The Washington Post Editorial Board has called FOIA a “vital tool for keeping government open and honest” and “a law-based process for citizens to seek information from the powerful.” They summarized its significant impact, saying “the law has been used to expose waste and mismanagement, unmask decisions on national security, and highlight threats to food safety.”
Not everyone shares that assessment. The late Supreme Court Justice Antonin Scalia famously called FOIA “the Taj Mahal of unintended consequences.” And more recently, Vox’s Matthew Yglesias argued, in a piece entitled AgainstTransparency, that email is more akin to verbal conversations, and should be exempt from FOIA.
Morisy makes the counter case simply and powerfully: our government reports to the American people, and is accountable to them. As Morisy has said previously:
“When you work in government, the people are your boss. And the boss has a right to see your work.”
For the federal employee, knowing the American people have a right to your work product changes how you work, mostly for the better. Lean Bannon, Product Lead at 18F and Ash Center Technology and Democracy Fellow, talked at the event about howGSA’s 18F works in the open, openly posting code, design decisions, and prototypes. Check out Leah’s excellent post about working with the FEC and 18F’s explanation about how they work in the open, building accessible products, and deploying early and often.

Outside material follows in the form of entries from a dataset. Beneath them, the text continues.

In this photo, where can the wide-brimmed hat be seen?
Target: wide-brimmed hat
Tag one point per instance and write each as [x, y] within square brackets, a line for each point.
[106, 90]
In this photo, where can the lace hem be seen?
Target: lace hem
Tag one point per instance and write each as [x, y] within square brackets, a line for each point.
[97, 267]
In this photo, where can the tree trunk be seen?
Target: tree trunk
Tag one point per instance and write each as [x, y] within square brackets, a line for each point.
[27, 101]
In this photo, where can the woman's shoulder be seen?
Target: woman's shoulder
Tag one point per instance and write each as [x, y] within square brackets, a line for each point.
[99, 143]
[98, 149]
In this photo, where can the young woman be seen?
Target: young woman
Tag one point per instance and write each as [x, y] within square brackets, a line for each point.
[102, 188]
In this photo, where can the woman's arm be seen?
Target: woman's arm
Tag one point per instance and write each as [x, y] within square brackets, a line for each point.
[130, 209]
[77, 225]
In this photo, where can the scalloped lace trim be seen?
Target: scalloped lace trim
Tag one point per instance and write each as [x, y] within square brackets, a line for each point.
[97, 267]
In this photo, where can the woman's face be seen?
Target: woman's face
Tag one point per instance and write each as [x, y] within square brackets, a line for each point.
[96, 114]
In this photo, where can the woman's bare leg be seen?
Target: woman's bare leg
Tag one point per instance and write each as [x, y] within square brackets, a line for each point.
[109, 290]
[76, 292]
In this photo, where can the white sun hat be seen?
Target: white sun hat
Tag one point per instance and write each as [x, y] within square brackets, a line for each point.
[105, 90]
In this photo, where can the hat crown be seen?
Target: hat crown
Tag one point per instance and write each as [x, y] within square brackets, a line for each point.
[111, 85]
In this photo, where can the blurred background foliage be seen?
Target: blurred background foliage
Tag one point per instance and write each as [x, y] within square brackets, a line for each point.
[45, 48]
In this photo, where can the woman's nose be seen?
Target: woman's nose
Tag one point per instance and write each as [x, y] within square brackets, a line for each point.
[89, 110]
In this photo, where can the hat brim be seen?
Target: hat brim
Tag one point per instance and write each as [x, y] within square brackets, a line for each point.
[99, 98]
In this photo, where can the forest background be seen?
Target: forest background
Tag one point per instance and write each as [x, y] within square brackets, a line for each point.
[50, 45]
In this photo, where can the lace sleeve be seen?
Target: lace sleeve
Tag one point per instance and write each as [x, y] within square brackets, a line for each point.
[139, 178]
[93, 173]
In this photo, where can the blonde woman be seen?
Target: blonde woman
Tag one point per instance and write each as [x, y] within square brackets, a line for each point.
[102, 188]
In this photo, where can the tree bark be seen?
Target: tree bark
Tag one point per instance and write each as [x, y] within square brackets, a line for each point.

I had the honor to be part of the domestic open government team during the Obama administration. On his first day in office, President Obama established a presumption of openness in FOIA and issued a Transparency and Open Government memo that said:
“My Administration is committed to creating an unprecedented level of openness in government. We will work together to ensure the public trust and establish a system of transparency, public participation, and collaboration. Openness will strengthen our democracy and promote efficiency and effectiveness in government.”
I’m proud of the progress we made on FOIA during the Obama Administration, which included:
- The establishment of the presumption of openness standard;
- A record number of FOIA requests fulfilled;
- A more collaborative approach with civil society and open government groups, including a new advisory committee to advise on best practices for FOIA Administration;
- A pilot project, built with GSA’s 18F unit, called OpenFOIA, which aimed to improve the FOIA request experience; and
- The piloting of a “release once, release to all” presumption.
Recently, in June 2016, President Obama signed the FOIA Improvement Act of 2016, which codified and expanded ongoing reforms — including the requirement that the executive branch develop a government-wide centralized FOIA request portal. I’m hopeful that the teams working on the new centralized portal for FOIA requesters are empowered to use true agile development practices. This iterative approach is crucial to building great digital services, but is still often stymied in government.
Some critics charge that President Obama’s rhetoric doesn’t match up to his administration’s record on FOIA. Sunlight’s Alex Howard, for example, characterizes the Obama Administration as having a “mixed record on open government.”
But it’s easy to be a critic, especially in government transparency efforts, which never seem to be good enough.
I’m proud of executive branch FOIA reform efforts, many of which were codified by the 2016 legislation. And I’m proud to have worked with pioneers like Miriam Nisbit and current U.S. Deputy CTO Cori Zarek, a former journalist and FOIA lawyer turned WH official leading FOIA reform implementation.
Both Nisbet and Zarek were elected to the National Freedom of Information Hall of Fame — honored for their unique roles in helping to establish, defend and utilize the legal basis for the right to know. For the next 50 years, not to mention in the immediate digital era, we’ll continue to need great public servants like Nisbet, Zarek, and Bannon who will keep working to make government accountable to the people.